И меня слушают. Правила требуют, чтобы меня слушали. Меня слушают два или три десятка парней и девушек, которые станут вскоре создавать собственными руками новые вещи, а я буду покупать эти вещи на деньги, заработанные сейчас, в эту минуту, когда я просиживаю стул, который тоже вещь. Так по какому такому закону обязаны они меня слушать?
Если бы я мог еще приобщить их к своему искусству, к своей узурпированной власти. В этом был бы хоть какой-то толк. Предав гласности эту мошенническую операцию, я, быть может, искупил бы свой грех.

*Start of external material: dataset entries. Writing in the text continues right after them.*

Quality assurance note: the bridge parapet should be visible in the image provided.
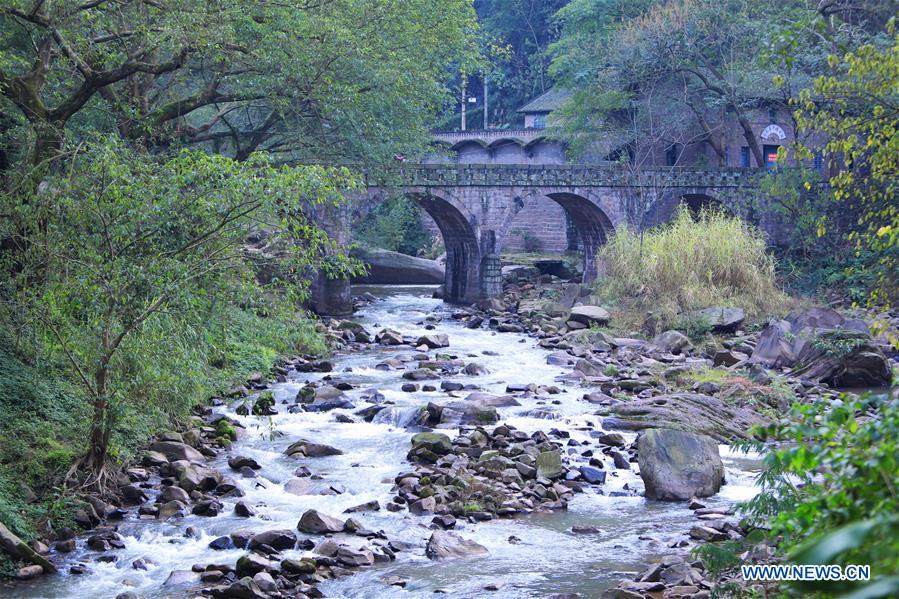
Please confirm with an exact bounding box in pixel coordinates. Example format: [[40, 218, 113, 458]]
[[369, 164, 766, 188]]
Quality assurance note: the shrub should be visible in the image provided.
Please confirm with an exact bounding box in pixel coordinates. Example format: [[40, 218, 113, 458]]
[[598, 208, 785, 322], [745, 395, 899, 597]]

Но, похоже, они раскусили меня со всеми моими угрызениями совести и потребностью, возможно извращенной, заразить их, чтобы самому почувствовать облегчение. Они меня слушают, но не отвечают. Они не принимают участия в комедии, которую я разыгрываю. Я одинок; они обрекают меня на одиночество перед ними, перед самим собой, я остаюсь наедине со всеми моими словами — моими грязными сообщниками.
И все же эти слова, овладей они секретом их расстановки, сумей я найти средство передать им… Должно же существовать такое средство, пусть даже контрабандное; я обязан его найти. Тогда они наконец заговорят, мои маленькие немые: выскажутся, им ведь есть что сказать, это как раз то, чему я не могу их обучить, потому что сам должен этому у них обучиться. Настало время обучаться нам, буржуа!